Anche sul fronte della crescita questi interventi rischiano di essere un “buco nell’acqua” perché rappresentano un incentivo estremamente contenuto al rafforzamento dei servizi per la prima infanzia in quanto, anche in considerazione dell’esiguità dei trasferimenti monetari, solamente una parte limitata delle famiglie che percepirà il bonus lo utilizzerà per aumentare la domanda di servizi.


La logica di fondo dei bonus

Crediamo che alla base di queste scelte ci sia l’idea per cui il modo più efficiente per dare risposte ai bisogni sociali ed assistenziali è trasferire risorse monetarie ai cittadini, lasciando poi le persone libere di scegliere come impiegare queste risorse acquistando servizi sul mercato. In questo schema lo Stato risponde ai bisogni dei cittadini utilizzando gli strumenti, i meccanismi e le logiche di mercato.

È interessante osservare come, nel momento in cui sono sempre più evidenti i limiti dei mercati nel garantire il benessere sociale, l’equità e la stabilità dei sistemi economici, con i bonus lo Stato rinuncia a svolgere un ruolo di regia e programmazione e lascia al mercato il compito di trovare soluzioni adeguate ai bisogni delle famiglie.
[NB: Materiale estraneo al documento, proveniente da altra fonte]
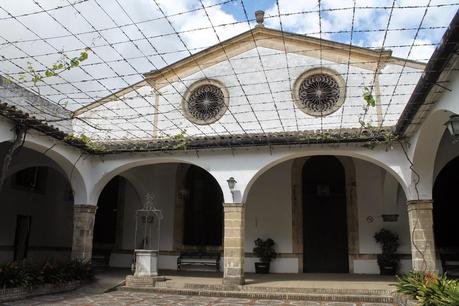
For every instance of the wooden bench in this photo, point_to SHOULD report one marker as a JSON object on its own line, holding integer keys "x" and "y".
{"x": 450, "y": 264}
{"x": 200, "y": 259}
Queste risposte, come è già accaduto nel settore della cura degli anziani, lasciano ampio spazio all’economia informale comprimendo i diritti dei lavoratori e riducendo la qualità delle prestazioni.

In virtù di queste considerazioni i bonus rischiano di diventare una grande “occasione persa” per il Paese in cui, a fronte di una significativa spesa sociale aggiuntiva effettuata dallo Stato non corrispondono adeguati risultati né in termini di un potenziamento dei servizi di welfare né in termini di crescita economica ed occupazionale.


Una proposta alternativa

Se una parte delle risorse utilizzate per i vari bonus venisse impiegata per potenziare la rete dei servizi per l’infanzia si potrebbero innescare processi virtuosi capaci di garantire diritti ai bambini ed alle giovani coppie incentivando la partecipazione femminile al mercato del lavoro, combinando crescita economica e sviluppo occupazionale. Se ad esempio, venisse istituito un fondo da 1 miliardo di euro su base nazionale, destinato al cofinanziamento dell’80% delle rette di nuovi asili nido, aggiuntivi rispetto a quelli già presenti, tale fondo consentirebbe di attivare su tutto il territorio nazionale:

  1. Circa 150 mila nuovi posti nido a cui potrebbero accedere anche le famiglie con redditi bassi e medio bassi oggi escluse dai servizi esistenti;
  2. Circa 25 mila nuovi posti di lavoro, rappresentati dalle educatrici e dal personale impiegato nei nidi;
  3. Investimenti privati per circa 1 miliardo di euro realizzati per costruire i nuovi asili nido o ristrutturare gli edifici esistenti trasformandoli in asili, valorizzando una parte del patrimonio immobiliare invenduto;
  4. Nuove partnership tra amministrazioni pubbliche e cooperative sociali, in cui le amministrazioni ampliano l’offerta di servizi per l’infanzia e svolgono un ruolo di programmazione mentre le cooperative sociali realizzano gli investimenti necessari per la realizzazione dei nuovi nidi e si impegnano nella gestione degli stessi;
  5. La sperimentazione di nuova generazione di servizi per l’infanzia maggiormente flessibili e modulari in grado di rispondere meglio alle esigenze delle nuove famiglie;

L’introduzione di un fondo nazionale che finanzi i servizi per l’infanzia favorirebbe inoltre l’introduzione di questa tipologia di servizi in aree del paese in cui oggi questi servizi sono assenti.
Le risorse economiche ci sono bisogna avere il coraggio di invertire la rotta, innovare e sperimentare nuove soluzioni!